Honesty helps us to be with our discomfort as we become aware of our underlying beliefs about a certain group or people, what we feel in our bodies in response.  So for example someone might say ‘Oh no I’m not anti-black’ but then they’ll witness themselves crossing the street when black men are walking towards them. They notice this with honesty. But whilst they’re noticing that they’ll also feel discomfort, they’ll probably start to feel really shitty about themselves, and so the second tenet is Grace.

Grace is the quality we bring to ourselves and to others within their own process of trying to learn and grow. Grace allows for possibility. Grace is the space we come to when sitting with honesty, it’s not about right or wrong, it’s not about locating truths, it’s about embracing the complexities of the human experience. It’s about supporting our process of understanding as we challenge ourselves and the systems around us.

The third tenet is Vulnerability. This is what invites others in. To be vulnerable is to risk and opens space for shame, for love,, harm, for the possibility of growth. Vulnerability requires honesty and grace because it is to expose ourselves to others.
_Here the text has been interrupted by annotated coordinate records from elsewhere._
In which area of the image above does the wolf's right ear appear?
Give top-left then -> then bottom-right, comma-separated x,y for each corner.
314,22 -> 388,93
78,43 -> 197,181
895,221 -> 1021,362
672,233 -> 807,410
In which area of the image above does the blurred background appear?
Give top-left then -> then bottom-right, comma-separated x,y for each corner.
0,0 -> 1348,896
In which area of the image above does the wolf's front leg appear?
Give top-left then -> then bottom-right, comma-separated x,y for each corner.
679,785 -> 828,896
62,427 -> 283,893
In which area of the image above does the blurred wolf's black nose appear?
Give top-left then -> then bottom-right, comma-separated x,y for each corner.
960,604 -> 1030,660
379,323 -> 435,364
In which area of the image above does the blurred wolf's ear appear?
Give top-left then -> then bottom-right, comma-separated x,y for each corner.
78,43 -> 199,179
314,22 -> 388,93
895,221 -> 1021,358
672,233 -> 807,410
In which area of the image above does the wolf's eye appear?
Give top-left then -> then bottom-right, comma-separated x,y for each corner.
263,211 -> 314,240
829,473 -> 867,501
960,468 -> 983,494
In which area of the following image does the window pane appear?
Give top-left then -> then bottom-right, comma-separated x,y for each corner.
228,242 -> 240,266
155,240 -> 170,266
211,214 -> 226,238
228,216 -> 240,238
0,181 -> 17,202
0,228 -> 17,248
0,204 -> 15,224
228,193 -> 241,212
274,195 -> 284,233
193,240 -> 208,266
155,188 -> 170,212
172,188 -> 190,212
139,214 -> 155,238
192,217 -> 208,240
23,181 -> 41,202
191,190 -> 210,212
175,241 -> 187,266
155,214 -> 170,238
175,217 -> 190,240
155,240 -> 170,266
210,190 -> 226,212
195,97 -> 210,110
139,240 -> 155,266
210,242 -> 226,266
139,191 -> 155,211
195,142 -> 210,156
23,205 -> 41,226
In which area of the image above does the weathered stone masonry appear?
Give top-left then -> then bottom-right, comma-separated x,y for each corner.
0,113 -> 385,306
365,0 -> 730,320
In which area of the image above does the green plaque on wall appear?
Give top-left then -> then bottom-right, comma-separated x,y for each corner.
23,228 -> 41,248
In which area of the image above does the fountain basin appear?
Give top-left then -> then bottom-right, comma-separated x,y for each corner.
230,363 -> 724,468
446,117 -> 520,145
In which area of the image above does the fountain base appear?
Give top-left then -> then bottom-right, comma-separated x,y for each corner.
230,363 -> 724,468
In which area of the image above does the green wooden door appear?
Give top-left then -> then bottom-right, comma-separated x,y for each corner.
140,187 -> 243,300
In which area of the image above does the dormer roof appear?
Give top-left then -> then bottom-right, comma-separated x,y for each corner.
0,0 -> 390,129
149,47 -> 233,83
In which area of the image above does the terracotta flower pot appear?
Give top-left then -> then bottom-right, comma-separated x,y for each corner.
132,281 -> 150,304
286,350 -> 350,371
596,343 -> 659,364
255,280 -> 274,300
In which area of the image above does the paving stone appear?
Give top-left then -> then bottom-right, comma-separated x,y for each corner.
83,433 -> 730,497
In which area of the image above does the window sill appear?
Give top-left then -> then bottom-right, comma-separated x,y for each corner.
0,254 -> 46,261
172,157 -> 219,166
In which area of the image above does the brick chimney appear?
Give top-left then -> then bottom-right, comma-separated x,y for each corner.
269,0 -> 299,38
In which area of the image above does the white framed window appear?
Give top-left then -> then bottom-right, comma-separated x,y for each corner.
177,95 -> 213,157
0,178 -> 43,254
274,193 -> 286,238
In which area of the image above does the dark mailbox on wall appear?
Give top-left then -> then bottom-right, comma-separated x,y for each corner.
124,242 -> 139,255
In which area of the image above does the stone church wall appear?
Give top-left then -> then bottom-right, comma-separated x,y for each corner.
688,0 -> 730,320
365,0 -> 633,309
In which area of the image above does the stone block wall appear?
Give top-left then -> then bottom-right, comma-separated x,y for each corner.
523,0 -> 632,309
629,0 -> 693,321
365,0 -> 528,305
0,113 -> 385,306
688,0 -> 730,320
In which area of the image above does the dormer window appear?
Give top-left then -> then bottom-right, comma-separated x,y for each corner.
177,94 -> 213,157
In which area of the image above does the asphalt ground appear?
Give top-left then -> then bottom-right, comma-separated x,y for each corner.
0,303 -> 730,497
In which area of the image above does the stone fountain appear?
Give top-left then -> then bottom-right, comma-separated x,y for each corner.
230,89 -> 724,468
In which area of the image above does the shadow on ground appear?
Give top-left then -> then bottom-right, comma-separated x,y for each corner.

The fourth tenet is Witness. To witness ourselves and to be witnessed by others. Witnessing facilitates the space to move from private to public, and in doing so to remove the silos and the vacuums of this work. It’s important because what I witnessed in others and in myself is that it’s really scary to try new things and to be seen whilst doing it, and call-out culture has added to that fear of being witnessed. But it’s so very important because it’s when we are witnessed that we can move from awareness to action and from action to awareness. It’s how we can learn, it’s how we can practice, it’s how we can grow.

The fifth tenet is Commitment. Commitment is agency, volition and a choice to live in honesty and find grace in vulnerability. Commitment will vary at different times and that’s okay, sometimes you may need to retreat and sit in the awareness for a while, that might be what you need to do, and that’s okay, that’s the grace.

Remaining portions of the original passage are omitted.